Abstract

On intertropical coastlines, coral boulders located on the reef platform are often used to characterize high-energy marine inundations of the past. Precise U/Th coral dating provides opportunities to assess the timing and recurrence of these events. However, this method of dating is subject to several limitations, as revealed by studying live coral cover at five islands in French Polynesia, since the early 1990s. We show that live coral assemblages experience very different changes within the islands of the same archipelago. Moreover, our observations show that the passage of a cyclone causes almost complete disappearance of the most recent coral in the coral boulder formation zone. This analysis shows that the probability of taking coral samples that were alive on the day of the high-energy marine inundation is extremely low. We have clarified the limitations of this method based on the dating of coral assumed to be alive on the day of the well-documented high-energy marine inundation of 1903 AD. The dating of 24 samples taken from 22 boulders from 3 islands of the Tuamotu Archipelago shows that important parts of the coral were dead when displaced by the marine inundations, thereby overestimating the timing of the disturbance event.
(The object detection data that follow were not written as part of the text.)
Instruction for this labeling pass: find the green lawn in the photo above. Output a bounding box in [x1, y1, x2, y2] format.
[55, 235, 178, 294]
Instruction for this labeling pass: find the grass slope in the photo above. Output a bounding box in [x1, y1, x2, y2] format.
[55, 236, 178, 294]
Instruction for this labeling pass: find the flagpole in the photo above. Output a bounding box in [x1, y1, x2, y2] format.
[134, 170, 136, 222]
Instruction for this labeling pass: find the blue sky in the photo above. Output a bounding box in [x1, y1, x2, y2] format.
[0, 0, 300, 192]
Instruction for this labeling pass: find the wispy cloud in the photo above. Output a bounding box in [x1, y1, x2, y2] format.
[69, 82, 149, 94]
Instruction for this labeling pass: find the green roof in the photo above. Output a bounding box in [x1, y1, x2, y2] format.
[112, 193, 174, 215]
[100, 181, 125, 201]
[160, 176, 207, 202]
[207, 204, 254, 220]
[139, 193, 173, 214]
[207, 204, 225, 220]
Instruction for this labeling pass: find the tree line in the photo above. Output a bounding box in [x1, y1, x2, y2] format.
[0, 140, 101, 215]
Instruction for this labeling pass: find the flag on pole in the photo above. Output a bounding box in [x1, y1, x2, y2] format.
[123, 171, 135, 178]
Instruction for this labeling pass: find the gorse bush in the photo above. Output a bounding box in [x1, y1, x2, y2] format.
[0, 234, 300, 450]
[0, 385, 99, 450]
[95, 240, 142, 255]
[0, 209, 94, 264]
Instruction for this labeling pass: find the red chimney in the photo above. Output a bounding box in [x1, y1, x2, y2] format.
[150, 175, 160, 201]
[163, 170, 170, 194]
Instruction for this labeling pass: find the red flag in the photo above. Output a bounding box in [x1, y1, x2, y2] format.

As such, U/Th coral dating has limited application for establishing the precise timing for high-energy marine inundations with a return period of less than a century, but may be useful for exploring infrequent and extreme events such as the cyclone that ravaged the Tuamotu atolls in 1903. Indeed, we observed that this cyclone is the one that produced the world’s largest reef-platform coral boulders (more than 100 m3). We also provide evidence of an earlier event in the center of the Tuamotu Archipelago, during the middle of the first century AD.